José Luis Plaza Chillón

La pintura poética de Mati Moreno

FRAGMENTOS, MANCHAS, OBJETOS:
La pintura poética de Mati Moreno

El silencio es mi voz, es mi sombra, mi llave…
El silencio se despliega, me bebe, me consume.
(Alejandra Pizarnik sobre Henri Michaux)

El ut pictura poesis horaciano ha tenido en la modernidad contemporánea su equivalente más cierto en el intento de consecución de « la obra de arte total » por interrelación de las artes . Pintura y poesía convergerán hacia este objetivo de manera especial por las necesidades del material con el que se crearán las obras de arte. Pintura y poesía se necesitan, se superponen, se complementan en un acto de hermanamiento estético que las proyecta hacia mundos a los que difícilmente hubieran llegado por separado. No en vano maestros como Picasso habían considerado en los albores de la modernidad a los pintores como los auténticos poetas.

Mati Moreno se revela como una pintora “absolutamente” moderna, y por tanto necesaria. Sus obras pictóricas se nos muestran llenas de sensaciones e intuiciones que confluyen en un discurso artístico, empático y equilibrado, a la vez que plástico y poético o viceversa. Es el hallazo de una dualidad integral que hunde sus raíces en la presencia eterna del espíritu abstracto, donde lo “intuitivo y espontáneo” de sus fragmentos, manchas y objetos se convierten en elementos de irradiación que acaban renaciendo en la creación de nuevos universos en expansión.

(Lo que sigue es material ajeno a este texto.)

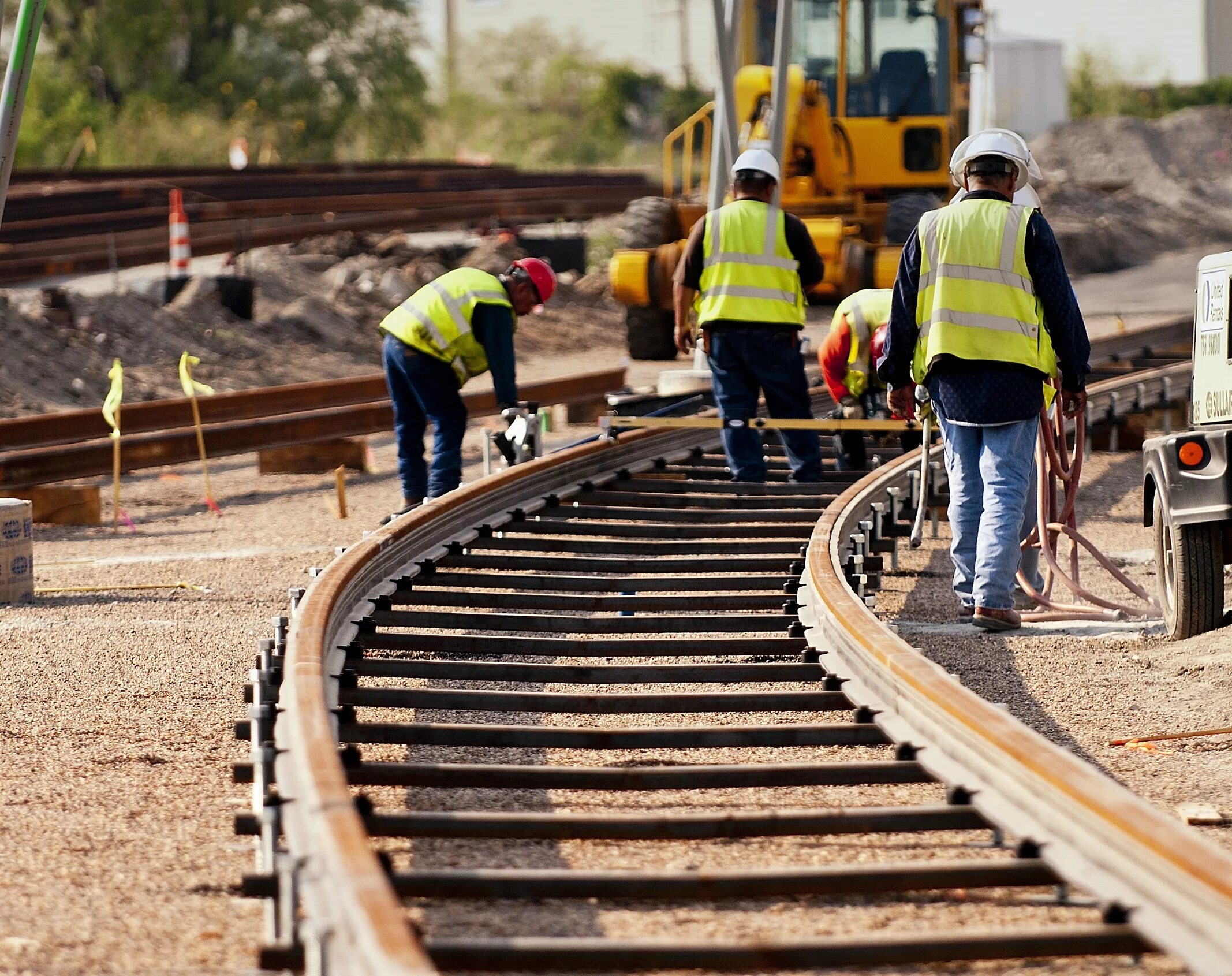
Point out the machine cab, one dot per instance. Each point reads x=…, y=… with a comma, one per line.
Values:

El acercamiento a la pureza pictórica que realiza nuestra artista, supone el predominio de la imaginación sobre la simple percepción sensorial. Al igual que muchos pintores de la modernidad, sólo se imponen sus creaciones plásticas cuando hay un renunciamiento a describir el mundo real, tal y como aparece ante nuestros ojos. Tanto los microcosmos reconstruidos de la serie de “fragmentos”, como las “manchas” caligráficas de sus retratos y cuerpos humanos imposibles o sus geométricos y punitivos “objetos-collages”, se encaminan hacia una destrucción figurada de las formas en su totalidad.

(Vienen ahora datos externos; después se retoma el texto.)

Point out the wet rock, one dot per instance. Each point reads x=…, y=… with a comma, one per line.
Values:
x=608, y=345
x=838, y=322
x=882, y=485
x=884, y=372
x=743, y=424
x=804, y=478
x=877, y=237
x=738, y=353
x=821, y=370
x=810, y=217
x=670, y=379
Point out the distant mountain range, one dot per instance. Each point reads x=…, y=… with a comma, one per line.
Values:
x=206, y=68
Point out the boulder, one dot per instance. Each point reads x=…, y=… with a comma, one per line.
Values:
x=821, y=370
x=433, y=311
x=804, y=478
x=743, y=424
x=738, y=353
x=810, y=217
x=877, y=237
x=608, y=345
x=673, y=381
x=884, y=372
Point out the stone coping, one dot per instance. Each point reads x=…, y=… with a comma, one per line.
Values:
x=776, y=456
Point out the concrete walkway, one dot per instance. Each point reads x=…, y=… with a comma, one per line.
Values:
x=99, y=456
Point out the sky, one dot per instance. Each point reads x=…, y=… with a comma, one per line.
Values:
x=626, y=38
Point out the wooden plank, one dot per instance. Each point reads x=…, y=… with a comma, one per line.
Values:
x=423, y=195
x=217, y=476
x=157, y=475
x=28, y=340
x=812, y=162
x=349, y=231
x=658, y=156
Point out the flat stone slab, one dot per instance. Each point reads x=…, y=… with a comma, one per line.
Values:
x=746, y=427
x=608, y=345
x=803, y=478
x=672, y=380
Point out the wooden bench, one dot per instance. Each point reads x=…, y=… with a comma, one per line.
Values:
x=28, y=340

Mati imprime una serie de significados intencionales que en la mayoría de los casos no son objetivos y universalmente aceptados, sino que serán válidos para la fantasía subjetiva de la creadora que busca ese ámbito indeterminado donde subvertir las leyes y, renunciando a cualquier indeterminación que pueda constituir un inconveniente para la compresión última de su significado, construye un valor para su propio arte, como arte en sí mismo.

Estos fragmentos, manchas y objetos pueden considerarse como un caso límite entre arte figurativo y no figurativo, Evoca los primigenios aciertos plásticos de Klee o Malevich. Fue precisamente en estos confines donde surgieron la mayor parte de las obras realmente significativas y “humanas” de la pintura abstracta que nuestra artista cultiva con especial esmero. Rehuyendo del ornamento y de la simple decoración, cada obra construida por Mati puede erigirse en pura y única, aunque a todas las una un espiritual vínculo contemplativo. No debemos atribuir a estas creaciones un fin predeterminado, sino considerarlas como una intencionada evasión de lo cotidiano.

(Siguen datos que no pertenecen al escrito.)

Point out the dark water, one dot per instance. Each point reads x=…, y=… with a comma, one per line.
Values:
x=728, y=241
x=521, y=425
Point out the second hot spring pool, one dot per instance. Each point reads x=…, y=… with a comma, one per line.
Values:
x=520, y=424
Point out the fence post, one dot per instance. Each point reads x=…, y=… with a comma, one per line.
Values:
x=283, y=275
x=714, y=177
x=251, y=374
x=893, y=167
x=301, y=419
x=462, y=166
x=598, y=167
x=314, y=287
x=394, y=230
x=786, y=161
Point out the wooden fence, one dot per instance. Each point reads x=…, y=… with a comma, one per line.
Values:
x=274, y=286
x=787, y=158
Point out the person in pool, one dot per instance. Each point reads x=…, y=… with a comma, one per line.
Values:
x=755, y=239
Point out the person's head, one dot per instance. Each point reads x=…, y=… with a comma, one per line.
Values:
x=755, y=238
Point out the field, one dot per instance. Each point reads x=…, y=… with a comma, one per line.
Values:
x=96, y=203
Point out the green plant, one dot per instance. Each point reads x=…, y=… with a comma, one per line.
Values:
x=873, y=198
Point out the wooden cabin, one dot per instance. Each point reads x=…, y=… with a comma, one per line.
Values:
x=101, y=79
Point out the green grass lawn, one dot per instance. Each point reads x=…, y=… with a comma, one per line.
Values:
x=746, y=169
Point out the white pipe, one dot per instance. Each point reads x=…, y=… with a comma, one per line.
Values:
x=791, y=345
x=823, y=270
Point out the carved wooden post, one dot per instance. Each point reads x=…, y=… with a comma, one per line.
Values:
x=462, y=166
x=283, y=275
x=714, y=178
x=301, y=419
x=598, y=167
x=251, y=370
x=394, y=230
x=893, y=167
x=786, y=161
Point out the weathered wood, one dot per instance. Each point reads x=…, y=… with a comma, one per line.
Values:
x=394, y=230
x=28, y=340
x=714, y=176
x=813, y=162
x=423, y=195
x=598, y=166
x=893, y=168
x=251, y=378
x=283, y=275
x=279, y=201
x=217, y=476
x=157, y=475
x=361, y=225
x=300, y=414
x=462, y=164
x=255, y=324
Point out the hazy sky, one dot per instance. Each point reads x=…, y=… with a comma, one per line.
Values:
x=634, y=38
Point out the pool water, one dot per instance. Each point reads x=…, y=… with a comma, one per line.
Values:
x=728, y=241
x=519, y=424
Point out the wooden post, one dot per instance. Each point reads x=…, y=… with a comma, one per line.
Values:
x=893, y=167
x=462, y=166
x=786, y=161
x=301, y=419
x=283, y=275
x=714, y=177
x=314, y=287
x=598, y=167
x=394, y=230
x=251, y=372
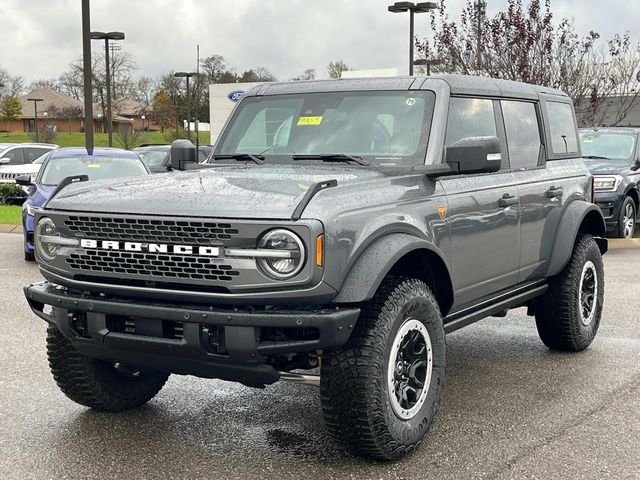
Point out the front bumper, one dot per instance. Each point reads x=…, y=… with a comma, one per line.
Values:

De todas estas composiciones emanan auténticas “melodías pictóricas” que inquieren su propio ritmo y sugieren una serenidad que las hace inconfundibles, una especie de abstracción lírica de armoniosa y silente música. Cada fragmento, cada mancha, cada objeto se convierten en una sinécdoque, pero también en una metáfora, una especie de repertorio heterogéneo de formas, figuras, colores, partituras, líneas, palabras…, de versos detenidos en el tiempo.

La pintura de Mati Moreno me parece la obra de una poeta, que es el mejor elogio que se puede hacer de cualquier expresión plástica.

José Luis Plaza Chillón. Málaga, marzo de 2012.